Un tipo calculadamente heterodoxo, pero en el fondo moderado, como Gilbert Keith Chesterton, que le dedicó una biografía, avaló su religiosidad y su misticismo, pero, como pensaron muchos de sus contemporáneos, es difícil hurtarse a la idea de que la cabeza de Blake no patinara más de lo aconsejable para mantener el equilibrio: derrapaba hacia la aguda genialidad de los pocos que sirve para iluminar a los muchos.



Esto se comprueba leyendo al poeta, cuajado de simbolismos y de audaces transgresiones de la moral compartida. He leído los aforismos, versos y "visiones memorables" de uno de sus principales libros, El matrimonio del Cielo y del Infierno. Hay ediciones en Cátedra y Renacimiento, por lo menos.
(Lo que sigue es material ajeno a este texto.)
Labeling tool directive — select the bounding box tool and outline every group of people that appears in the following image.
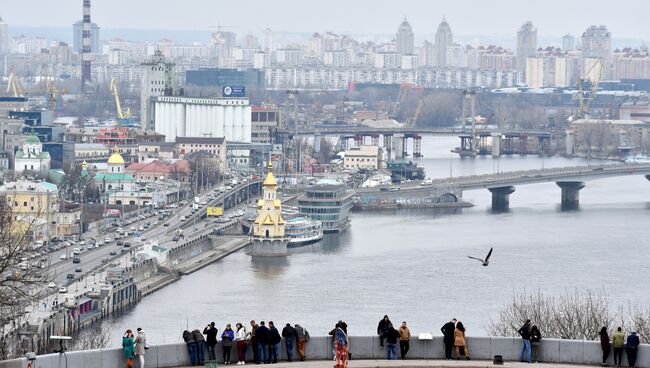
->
[122,327,149,368]
[377,315,411,360]
[178,320,309,365]
[598,326,640,368]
Llama la atención la furia de sus invectivas contra la represión del deseo. La moral religiosa, la ley y la educación nos conminan a reprimir el deseo, pues es orden superior y condición para el orden de los inferiores. Va en beneficio, dicen, de la convivencia. La razón, en definitiva, aconseja también la represión del deseo, piedra de toque del hombre racional, razonador y razonable. Los moralistas no especifican jamás que el único deseo razonablemente reprimible es aquel que no cuente con la aquiescencia del otro implicado, el objeto del deseo, su sujeto pasivo o su corresponsal activo.
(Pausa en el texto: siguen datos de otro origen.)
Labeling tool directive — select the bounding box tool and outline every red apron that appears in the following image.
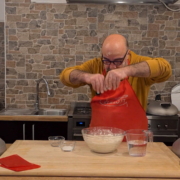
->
[90,74,148,130]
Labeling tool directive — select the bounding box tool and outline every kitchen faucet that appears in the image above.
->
[35,78,51,111]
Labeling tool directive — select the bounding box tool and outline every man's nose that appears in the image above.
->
[109,62,116,69]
William Blake decía que no se debía reprimir el deseo. Particularmente, el deseo sexual. Hay en ese libro dos aforismos de inusitada virulencia -por las comparaciones que contienen- contra la represión del deseo.



Uno: "Antes asesina a un niño en su cuna que nutras deseos que no ejecutes".
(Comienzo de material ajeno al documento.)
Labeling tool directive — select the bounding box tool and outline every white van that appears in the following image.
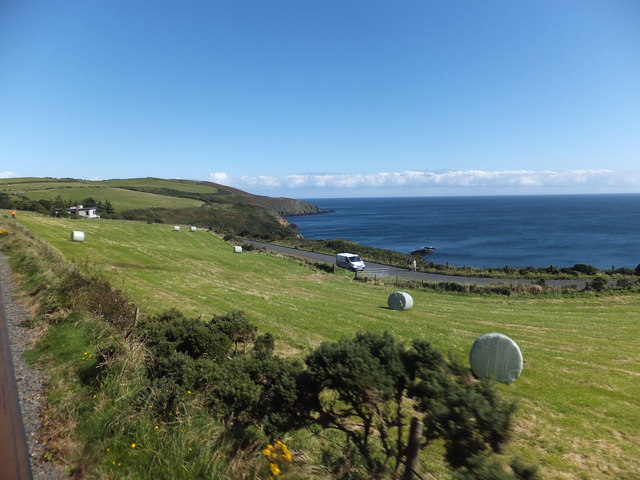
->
[336,253,364,272]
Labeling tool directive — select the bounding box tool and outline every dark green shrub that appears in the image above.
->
[306,333,515,478]
[209,311,258,354]
[572,263,598,275]
[589,277,607,292]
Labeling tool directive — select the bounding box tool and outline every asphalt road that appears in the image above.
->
[244,240,586,288]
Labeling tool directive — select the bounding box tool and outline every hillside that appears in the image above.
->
[6,214,640,478]
[0,177,319,238]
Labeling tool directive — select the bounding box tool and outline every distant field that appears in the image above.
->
[18,187,203,211]
[19,214,640,479]
[0,181,90,192]
[0,177,70,186]
[101,178,218,194]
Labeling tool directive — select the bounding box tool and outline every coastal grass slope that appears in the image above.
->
[10,214,640,479]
Dos: "Aquel que desea pero no obra, engendra peste".



Se diría que el primero contiene una recomendación práctica: no alimentar, no engordar deseos, sexuales o no, que uno sabe que no va a (¿poder?, ¿deber?) satisfacer. El segundo apunta a las consecuencias de la insatisfacción del deseo: la peste. El deseo reprimido se expande como una nube invisible y tóxica -humo y gas fétidos y corruptores- que, más allá del individuo, salta al aire, se desplaza, contagia, trastorna y hace enfermar a todos.